C’est inacceptable, inadmissible, impardonnable, intolérable, inexcusable, inconcevable ? Et pourtant c’est là… Refuser que les choses soient comme elles sont est fréquent. Mais est-ce utile ? Est-ce bénéfique ? Vivre en phase avec ses idées plutôt qu’avec la réalité, est-ce favorable ? À quoi cela peut-il servir de refuser le réel tel qu’il se présente ? Accepter pleinement toute la réalité telle qu’elle est, est-ce de la faiblesse, de la résignation, de la passivité ? Ou au contraire est-ce une grande sagesse ?
Que se passe-t-il lorsque je n’accepte pas la réalité ?
Imaginez la scène suivante :
Vous discutez avec quelqu’un qui tient des propos choquants, voire violents, par exemple des propos racistes ou homophobes.

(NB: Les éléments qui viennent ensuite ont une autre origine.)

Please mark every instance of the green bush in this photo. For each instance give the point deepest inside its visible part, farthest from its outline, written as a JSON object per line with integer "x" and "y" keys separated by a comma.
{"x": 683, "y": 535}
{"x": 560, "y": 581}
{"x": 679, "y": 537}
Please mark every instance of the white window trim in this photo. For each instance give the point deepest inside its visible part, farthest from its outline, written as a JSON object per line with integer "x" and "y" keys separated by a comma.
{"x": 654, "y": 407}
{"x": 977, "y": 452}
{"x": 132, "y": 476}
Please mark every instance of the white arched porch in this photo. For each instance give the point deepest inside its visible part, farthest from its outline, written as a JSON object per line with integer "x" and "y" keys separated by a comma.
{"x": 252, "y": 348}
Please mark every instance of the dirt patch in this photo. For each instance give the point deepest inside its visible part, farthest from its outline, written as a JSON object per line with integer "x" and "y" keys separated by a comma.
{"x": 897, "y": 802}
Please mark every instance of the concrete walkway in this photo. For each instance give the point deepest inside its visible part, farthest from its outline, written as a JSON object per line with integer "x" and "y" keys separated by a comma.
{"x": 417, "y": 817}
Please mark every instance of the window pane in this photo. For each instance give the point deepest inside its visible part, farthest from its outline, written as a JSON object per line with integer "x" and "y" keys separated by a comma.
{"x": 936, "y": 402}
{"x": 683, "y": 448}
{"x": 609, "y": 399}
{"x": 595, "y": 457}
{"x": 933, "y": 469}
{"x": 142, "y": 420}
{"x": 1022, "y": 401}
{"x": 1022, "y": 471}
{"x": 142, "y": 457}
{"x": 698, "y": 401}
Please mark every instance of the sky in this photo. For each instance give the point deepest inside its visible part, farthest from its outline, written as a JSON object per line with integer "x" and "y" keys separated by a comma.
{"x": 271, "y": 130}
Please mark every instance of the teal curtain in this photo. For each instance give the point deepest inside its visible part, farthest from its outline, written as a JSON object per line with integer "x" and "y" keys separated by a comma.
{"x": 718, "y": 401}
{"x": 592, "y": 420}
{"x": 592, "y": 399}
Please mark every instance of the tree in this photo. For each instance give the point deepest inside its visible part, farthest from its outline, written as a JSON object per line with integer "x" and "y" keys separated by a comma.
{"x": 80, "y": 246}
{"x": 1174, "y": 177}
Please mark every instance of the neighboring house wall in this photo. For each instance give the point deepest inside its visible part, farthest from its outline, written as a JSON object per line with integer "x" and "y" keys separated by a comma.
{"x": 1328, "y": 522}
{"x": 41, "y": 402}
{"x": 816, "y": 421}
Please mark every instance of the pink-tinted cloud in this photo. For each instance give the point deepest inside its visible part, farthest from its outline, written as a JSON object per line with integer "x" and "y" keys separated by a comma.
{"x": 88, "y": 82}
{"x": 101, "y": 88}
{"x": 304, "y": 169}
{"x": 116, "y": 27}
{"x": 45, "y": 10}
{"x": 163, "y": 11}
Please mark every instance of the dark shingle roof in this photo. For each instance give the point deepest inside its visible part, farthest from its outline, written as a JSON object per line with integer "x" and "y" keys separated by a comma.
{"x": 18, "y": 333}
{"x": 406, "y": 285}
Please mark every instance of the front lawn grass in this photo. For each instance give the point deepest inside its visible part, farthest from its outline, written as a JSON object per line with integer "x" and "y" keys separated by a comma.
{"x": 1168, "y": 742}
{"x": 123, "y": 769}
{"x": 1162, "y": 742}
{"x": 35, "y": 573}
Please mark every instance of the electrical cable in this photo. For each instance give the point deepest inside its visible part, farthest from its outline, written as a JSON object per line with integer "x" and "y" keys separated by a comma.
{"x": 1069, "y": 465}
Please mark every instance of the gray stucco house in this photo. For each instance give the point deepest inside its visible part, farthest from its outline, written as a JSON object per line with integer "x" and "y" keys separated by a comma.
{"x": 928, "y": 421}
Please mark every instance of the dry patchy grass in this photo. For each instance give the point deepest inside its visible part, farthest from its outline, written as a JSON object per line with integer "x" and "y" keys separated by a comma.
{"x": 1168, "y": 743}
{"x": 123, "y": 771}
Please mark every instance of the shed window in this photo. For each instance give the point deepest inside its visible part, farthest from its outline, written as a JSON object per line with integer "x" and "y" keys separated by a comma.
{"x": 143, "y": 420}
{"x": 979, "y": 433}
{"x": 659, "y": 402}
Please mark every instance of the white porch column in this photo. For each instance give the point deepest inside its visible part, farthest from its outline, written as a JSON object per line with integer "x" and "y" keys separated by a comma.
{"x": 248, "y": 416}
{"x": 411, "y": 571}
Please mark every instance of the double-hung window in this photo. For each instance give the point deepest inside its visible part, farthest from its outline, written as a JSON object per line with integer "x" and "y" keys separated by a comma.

Il y a deux types de réactions possibles :
1/ Refuser que les choses se passent ainsi et considérer que cela devrait se passer autrement « cette personne ne devrait pas tenir de tels propos ». Vous ne pouvez pas l’accepter.
ou
2/ Abandonner l’idée que les choses auraient dû se passer différemment et accepter les choses telles qu’elles se manifestent. « Ok cette personne tient des propos violents. »
Quelle est la réaction qui survient automatiquement chez la plupart d’entre nous ?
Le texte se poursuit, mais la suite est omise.